Compilation Database format

Hello Clang community,

I am currently working on a tool able to generate a compilation database
by catching all exec done, something similar to
https://github.com/rizsotto/Bear but with the end goal of providing more
than just this feature to user (I want to use libclang for providing
autocompletion, refactoring, stats and other stuff related to user's
codebase, independently of any editor or IDE).

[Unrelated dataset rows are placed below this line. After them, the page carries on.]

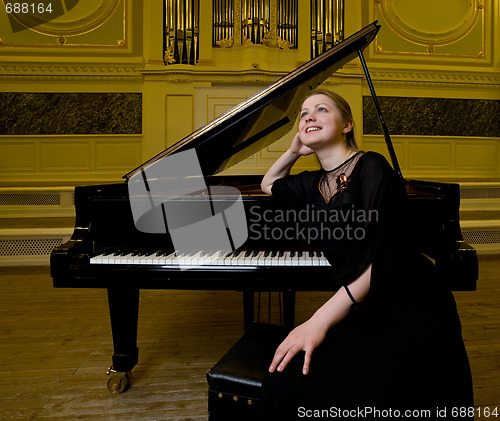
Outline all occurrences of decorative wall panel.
[374,0,491,59]
[0,92,142,135]
[0,0,129,49]
[363,96,500,137]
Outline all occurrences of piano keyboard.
[90,250,330,268]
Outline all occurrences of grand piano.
[51,22,478,393]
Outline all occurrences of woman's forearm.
[260,149,300,194]
[311,265,371,329]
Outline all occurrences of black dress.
[262,152,473,420]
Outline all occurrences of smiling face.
[299,94,352,150]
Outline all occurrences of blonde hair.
[304,89,358,150]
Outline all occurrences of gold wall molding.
[379,0,484,47]
[3,0,121,37]
[0,64,142,80]
[0,0,129,51]
[370,70,500,89]
[363,135,500,180]
[370,0,486,59]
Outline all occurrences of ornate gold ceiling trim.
[378,0,484,47]
[3,0,122,37]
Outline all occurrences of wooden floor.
[0,258,500,421]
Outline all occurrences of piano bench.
[207,323,288,421]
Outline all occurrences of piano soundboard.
[90,250,330,269]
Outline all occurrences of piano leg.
[243,290,295,330]
[283,290,295,330]
[243,291,255,331]
[108,288,139,393]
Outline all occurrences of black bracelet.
[344,285,358,311]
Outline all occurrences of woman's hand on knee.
[269,319,328,374]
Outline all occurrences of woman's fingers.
[269,346,300,373]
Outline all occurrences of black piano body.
[51,23,478,392]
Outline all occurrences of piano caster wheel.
[108,367,132,393]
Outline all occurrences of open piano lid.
[124,22,380,180]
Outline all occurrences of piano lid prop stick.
[358,50,404,178]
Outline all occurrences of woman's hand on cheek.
[290,133,314,155]
[269,319,328,374]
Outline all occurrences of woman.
[261,91,473,420]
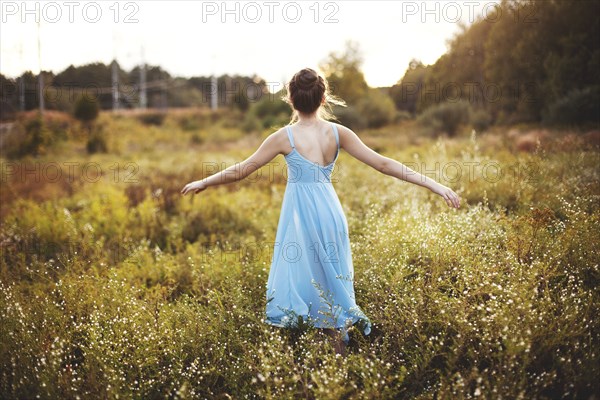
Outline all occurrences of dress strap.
[285,125,296,149]
[331,122,340,150]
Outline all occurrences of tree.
[319,40,369,105]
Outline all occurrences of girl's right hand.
[181,180,207,196]
[432,183,460,208]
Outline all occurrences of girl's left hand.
[181,181,206,196]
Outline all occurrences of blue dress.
[265,123,371,343]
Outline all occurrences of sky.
[0,0,498,87]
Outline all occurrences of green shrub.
[356,89,396,128]
[332,106,369,130]
[73,95,100,124]
[543,86,600,125]
[470,109,492,132]
[417,101,470,136]
[86,126,108,154]
[138,111,167,126]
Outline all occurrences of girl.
[181,68,460,354]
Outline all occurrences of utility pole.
[112,59,119,112]
[112,29,119,112]
[38,20,44,114]
[19,43,25,111]
[140,46,148,109]
[210,53,219,111]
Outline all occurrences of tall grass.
[0,110,600,399]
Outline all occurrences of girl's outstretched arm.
[181,129,287,195]
[337,124,460,208]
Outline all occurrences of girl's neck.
[297,114,321,126]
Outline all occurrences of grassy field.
[0,108,600,399]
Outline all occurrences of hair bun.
[296,69,318,90]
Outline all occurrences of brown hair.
[282,68,346,123]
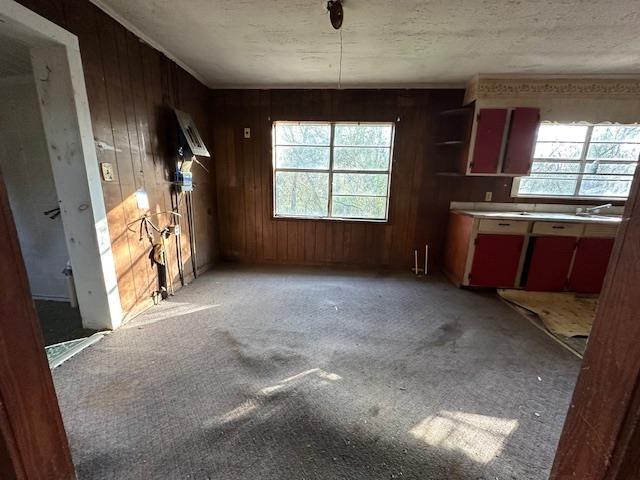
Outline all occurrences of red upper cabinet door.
[469,233,524,288]
[469,108,507,174]
[525,237,577,292]
[502,108,540,175]
[569,238,614,293]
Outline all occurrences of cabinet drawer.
[531,222,584,237]
[584,223,618,238]
[478,220,529,233]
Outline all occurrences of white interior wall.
[0,74,69,300]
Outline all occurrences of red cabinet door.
[469,108,507,174]
[569,238,614,293]
[525,237,577,292]
[469,233,524,288]
[502,108,540,175]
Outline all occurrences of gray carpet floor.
[54,267,579,480]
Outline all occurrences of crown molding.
[465,75,640,103]
[89,0,211,88]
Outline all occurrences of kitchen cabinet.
[523,236,577,292]
[568,238,614,293]
[502,108,540,175]
[443,210,618,293]
[443,212,529,288]
[436,104,540,176]
[468,233,524,288]
[469,108,508,174]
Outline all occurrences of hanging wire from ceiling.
[327,0,344,90]
[338,30,342,90]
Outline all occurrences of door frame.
[551,167,640,480]
[0,0,122,330]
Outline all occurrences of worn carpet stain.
[54,267,579,480]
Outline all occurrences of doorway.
[0,3,122,355]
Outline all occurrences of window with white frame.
[273,122,394,221]
[514,123,640,199]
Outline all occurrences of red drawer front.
[470,108,507,173]
[502,108,540,175]
[569,238,614,293]
[469,234,524,288]
[525,237,576,292]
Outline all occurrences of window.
[273,122,394,221]
[514,123,640,199]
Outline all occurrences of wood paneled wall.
[15,0,216,318]
[211,90,511,267]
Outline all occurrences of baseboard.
[31,294,70,303]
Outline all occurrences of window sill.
[511,194,627,203]
[272,215,389,224]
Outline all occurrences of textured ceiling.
[0,35,31,78]
[94,0,640,87]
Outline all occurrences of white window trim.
[511,124,640,202]
[271,120,396,223]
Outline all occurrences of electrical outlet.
[100,162,114,182]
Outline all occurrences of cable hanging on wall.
[327,0,344,89]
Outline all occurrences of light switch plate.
[100,162,114,182]
[136,188,149,210]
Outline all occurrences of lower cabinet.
[443,212,617,293]
[523,237,577,292]
[469,233,524,288]
[569,238,614,293]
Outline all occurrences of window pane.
[333,173,388,196]
[333,147,390,170]
[587,143,640,162]
[591,125,640,142]
[276,172,329,217]
[584,160,637,175]
[333,124,392,147]
[538,123,588,142]
[580,175,633,197]
[533,142,583,160]
[531,161,580,173]
[518,174,578,196]
[276,147,331,170]
[331,196,387,220]
[276,123,331,146]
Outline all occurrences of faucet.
[576,203,613,217]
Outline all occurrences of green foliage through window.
[518,123,640,198]
[273,122,394,220]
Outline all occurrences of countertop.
[452,210,622,225]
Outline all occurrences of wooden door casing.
[569,238,615,293]
[0,172,75,480]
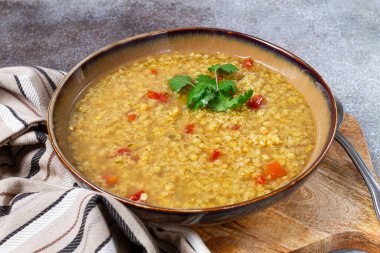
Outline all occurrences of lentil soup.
[67,53,316,209]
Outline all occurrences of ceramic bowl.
[48,28,337,225]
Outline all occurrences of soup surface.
[67,53,316,208]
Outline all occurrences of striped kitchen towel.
[0,67,209,252]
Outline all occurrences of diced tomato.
[116,148,131,155]
[255,175,267,185]
[230,124,240,130]
[146,90,168,103]
[247,94,264,109]
[243,58,253,69]
[129,190,144,201]
[128,113,137,122]
[210,149,221,162]
[185,124,195,134]
[102,173,118,186]
[265,161,288,179]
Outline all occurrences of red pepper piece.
[247,94,264,109]
[116,148,131,155]
[185,124,195,134]
[230,124,240,130]
[128,113,137,122]
[243,58,253,69]
[255,175,267,185]
[146,90,168,103]
[210,149,221,162]
[265,161,288,179]
[129,190,144,201]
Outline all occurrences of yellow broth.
[67,53,316,208]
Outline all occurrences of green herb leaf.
[219,80,236,98]
[208,63,239,74]
[169,64,249,112]
[195,75,216,90]
[169,76,194,93]
[187,83,207,108]
[193,89,215,110]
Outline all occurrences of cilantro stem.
[214,69,219,91]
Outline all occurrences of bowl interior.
[48,28,336,211]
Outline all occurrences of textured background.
[0,0,380,177]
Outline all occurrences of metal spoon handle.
[335,131,380,220]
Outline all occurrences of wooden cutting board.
[194,115,380,252]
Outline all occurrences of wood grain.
[194,115,380,253]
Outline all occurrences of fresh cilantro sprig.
[169,64,253,112]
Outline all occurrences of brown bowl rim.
[47,27,337,214]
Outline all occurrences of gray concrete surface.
[0,0,380,176]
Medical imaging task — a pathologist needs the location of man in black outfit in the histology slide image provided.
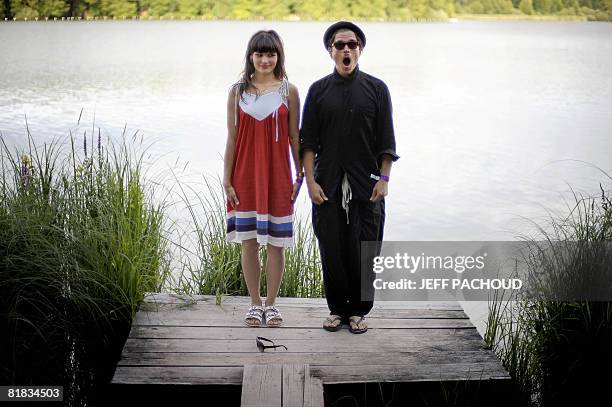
[300,21,399,333]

I really like the idea of compilation database, and I have a few
questions that were not answered by the manual page:
http://clang.llvm.org/docs/JSONCompilationDatabase.html

Those are my questions:
1) Is that possible to provide a cwd relative to compilation database
file itself? What I aim is possibility for user to move his source
folder from place without having to use sed or regenerate the
compilation database. For example, if compilation database is
"/my/project/compilation_database.json" and my source is in
"/my/project/src/main.cpp" I want to offer cwd as "src/" and source file
as "main.cpp". Is this correct and more than all, is that supported by
libclang?
2) Is that possible to extend compilation_database without breaking
libclang? I would like to add a list of fields named "dependency" to
precise which files the source depends on. This can be used for creating
statistics or simply to know if file (or any dep) has changed without
having to preprocess, thus enabling speedlight on big projects.
For example:
   - cwd "src/"
   - file "main.cpp"
   - command ...
   - dependency "/usr/include/stdio.h"
   - dependency "/usr/include/stdlib.h"

If those feature are not possible with current libclang, and if you
agree, I can work on a patch to make this possible.

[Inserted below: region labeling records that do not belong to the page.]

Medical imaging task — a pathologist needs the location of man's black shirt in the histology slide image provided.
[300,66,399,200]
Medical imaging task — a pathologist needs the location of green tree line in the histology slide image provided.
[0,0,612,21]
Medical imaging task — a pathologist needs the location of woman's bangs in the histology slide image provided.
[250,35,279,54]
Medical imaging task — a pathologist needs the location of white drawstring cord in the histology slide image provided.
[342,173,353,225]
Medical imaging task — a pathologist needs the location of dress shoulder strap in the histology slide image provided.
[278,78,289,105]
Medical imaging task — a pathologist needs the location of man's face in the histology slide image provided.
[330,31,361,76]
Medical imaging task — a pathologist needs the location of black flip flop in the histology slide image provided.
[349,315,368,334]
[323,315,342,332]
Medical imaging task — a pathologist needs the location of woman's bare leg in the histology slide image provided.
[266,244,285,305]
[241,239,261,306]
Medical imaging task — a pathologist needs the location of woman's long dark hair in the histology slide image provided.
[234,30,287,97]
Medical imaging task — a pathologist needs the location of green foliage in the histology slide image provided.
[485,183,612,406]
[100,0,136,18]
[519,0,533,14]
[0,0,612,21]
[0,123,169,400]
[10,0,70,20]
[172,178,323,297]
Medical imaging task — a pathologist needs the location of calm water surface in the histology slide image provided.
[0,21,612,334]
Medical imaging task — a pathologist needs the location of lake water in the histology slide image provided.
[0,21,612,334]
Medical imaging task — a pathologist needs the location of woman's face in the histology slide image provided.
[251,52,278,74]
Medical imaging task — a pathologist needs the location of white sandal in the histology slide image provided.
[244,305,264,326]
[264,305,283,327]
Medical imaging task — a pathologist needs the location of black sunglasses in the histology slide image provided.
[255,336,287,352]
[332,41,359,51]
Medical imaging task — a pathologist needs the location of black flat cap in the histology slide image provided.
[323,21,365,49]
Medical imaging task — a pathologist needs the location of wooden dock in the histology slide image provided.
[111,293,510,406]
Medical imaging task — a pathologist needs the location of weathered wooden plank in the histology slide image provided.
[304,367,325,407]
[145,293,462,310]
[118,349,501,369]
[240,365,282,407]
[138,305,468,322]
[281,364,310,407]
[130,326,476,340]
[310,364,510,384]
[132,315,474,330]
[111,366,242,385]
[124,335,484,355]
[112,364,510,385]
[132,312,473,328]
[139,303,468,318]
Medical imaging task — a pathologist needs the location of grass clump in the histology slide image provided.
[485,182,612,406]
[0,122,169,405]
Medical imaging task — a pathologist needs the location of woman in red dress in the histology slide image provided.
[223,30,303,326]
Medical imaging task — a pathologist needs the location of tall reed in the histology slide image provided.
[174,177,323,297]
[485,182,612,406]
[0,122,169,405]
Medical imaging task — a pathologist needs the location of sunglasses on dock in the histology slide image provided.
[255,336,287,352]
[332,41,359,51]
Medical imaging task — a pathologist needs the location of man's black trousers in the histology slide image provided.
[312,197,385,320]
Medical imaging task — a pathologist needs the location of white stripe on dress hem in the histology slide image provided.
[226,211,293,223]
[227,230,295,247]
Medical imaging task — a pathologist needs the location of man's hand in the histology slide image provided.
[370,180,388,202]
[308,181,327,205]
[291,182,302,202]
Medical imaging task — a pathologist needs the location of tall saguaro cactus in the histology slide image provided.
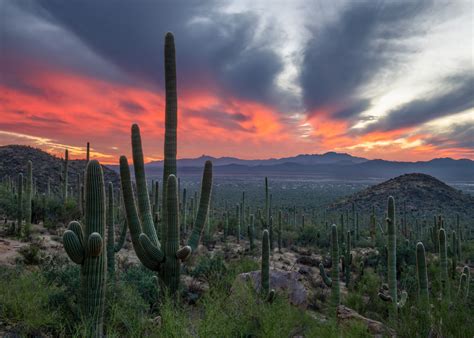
[63,161,107,337]
[62,149,69,203]
[12,173,23,235]
[107,182,127,277]
[120,125,212,294]
[416,242,429,303]
[161,33,178,237]
[260,230,275,302]
[319,224,341,307]
[379,196,407,316]
[23,161,33,237]
[438,228,449,299]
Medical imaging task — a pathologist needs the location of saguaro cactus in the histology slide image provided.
[120,125,212,294]
[341,231,352,286]
[458,266,471,301]
[438,228,449,298]
[61,149,69,203]
[63,161,107,337]
[416,242,429,303]
[12,173,23,235]
[319,224,341,307]
[161,33,178,237]
[379,196,407,316]
[23,161,33,237]
[260,230,275,302]
[107,182,127,277]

Thank you, and thank you again for providing clang/llvm to people.
Pierrick

Hi Pierrick,

Hello Clang community,

I am currently working on a tool able to generate a compilation database
by catching all exec done, something similar to
https://github.com/rizsotto/Bear but with the end goal of providing more
than just this feature to user (I want to use libclang for providing
autocompletion, refactoring, stats and other stuff related to user’s
codebase, independently of any editor or IDE).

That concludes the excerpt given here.